We have played characters who come back to the place they grew up and find it hard to communicate with friends that didn’t leave. The places these characters return to have not changed, however, the way they perceive or relate to them has.
My own hometown is Milton Keynes, which is a strange thing in itself because being one of the post-war new towns, I was the first generation to grow up there, and it was very different to most places in the UK. While I now live in Cambridge and I’m happy not to live in my hometown (for me it feels too claustrophobic to live in the place I grew up) I experience that feeling of hiraeth each time I return.
The Castle on the Hill
For me, it’s driving at 70 mph along the fast grid roads, past estates I lived in, past Campbell Park and the beacon (where it was tradition to watch the sunrise after an all-night party). It reminds me of hanging out with a group of people who shaped my life at a really important point, people who were arty and geeky; generous and weird.
(The beacon didn't look like this in the 90's, but MK is obsessed with pyramid-structures. Picture copyright @visitengland)
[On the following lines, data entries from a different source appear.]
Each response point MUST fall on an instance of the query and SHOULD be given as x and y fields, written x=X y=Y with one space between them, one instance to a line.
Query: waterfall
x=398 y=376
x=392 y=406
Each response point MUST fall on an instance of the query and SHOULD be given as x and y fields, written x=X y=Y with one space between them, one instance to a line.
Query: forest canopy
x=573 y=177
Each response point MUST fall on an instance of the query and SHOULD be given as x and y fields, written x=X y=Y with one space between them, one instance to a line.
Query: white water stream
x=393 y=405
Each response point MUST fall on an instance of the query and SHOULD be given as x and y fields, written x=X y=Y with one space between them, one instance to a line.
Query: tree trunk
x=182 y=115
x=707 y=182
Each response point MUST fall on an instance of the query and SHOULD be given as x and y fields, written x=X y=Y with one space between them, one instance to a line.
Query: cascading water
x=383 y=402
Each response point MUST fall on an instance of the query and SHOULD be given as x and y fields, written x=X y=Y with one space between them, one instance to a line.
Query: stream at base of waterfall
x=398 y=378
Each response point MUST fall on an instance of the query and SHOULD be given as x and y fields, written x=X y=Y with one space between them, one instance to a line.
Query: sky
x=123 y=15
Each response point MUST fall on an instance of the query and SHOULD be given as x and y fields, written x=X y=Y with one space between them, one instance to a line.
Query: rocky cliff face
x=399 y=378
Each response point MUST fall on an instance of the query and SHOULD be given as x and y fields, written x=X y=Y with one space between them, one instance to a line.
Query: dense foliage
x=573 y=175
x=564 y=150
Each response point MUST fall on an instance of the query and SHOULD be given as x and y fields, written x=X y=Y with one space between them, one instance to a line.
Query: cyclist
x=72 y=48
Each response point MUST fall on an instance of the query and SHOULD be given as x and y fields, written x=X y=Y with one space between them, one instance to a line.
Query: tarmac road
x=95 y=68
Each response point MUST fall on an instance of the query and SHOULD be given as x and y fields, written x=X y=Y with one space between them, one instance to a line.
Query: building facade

I walk through the City Centre, which still has the mirrored walls and concrete slabs that are part of the texture of my childhood. I remember my parents driving through Midsummer Place and seeing the reflection of the car on both sides. I am reminded of too much time spent loitering at the Point and in McDonalds; strange first dates and snogging in the back of a Nissan Micra at Linford Wood (classy).
(Milton Keynes shopping centre. Picture copyright Robert Stainforth/Alamy)
Disco 2000
Sometimes too, I reflect on the fact that, for my brother and some of my friends, while there is nostalgia, it might also be tempered by the fact that they’ve changed with these places, and are still part of their every day in the same way that my town centre is to me now. I know lots of people walk through Cambridge with a similar nostalgia for their time as an undergraduate.
There is always something full of feeling about places, memories, the people and songs we associate with them. Something about gatherings, clans and shared experience. About memories and moments — those ideas which as an artist I find endlessly fascinating and use improvisation as a medium to explore.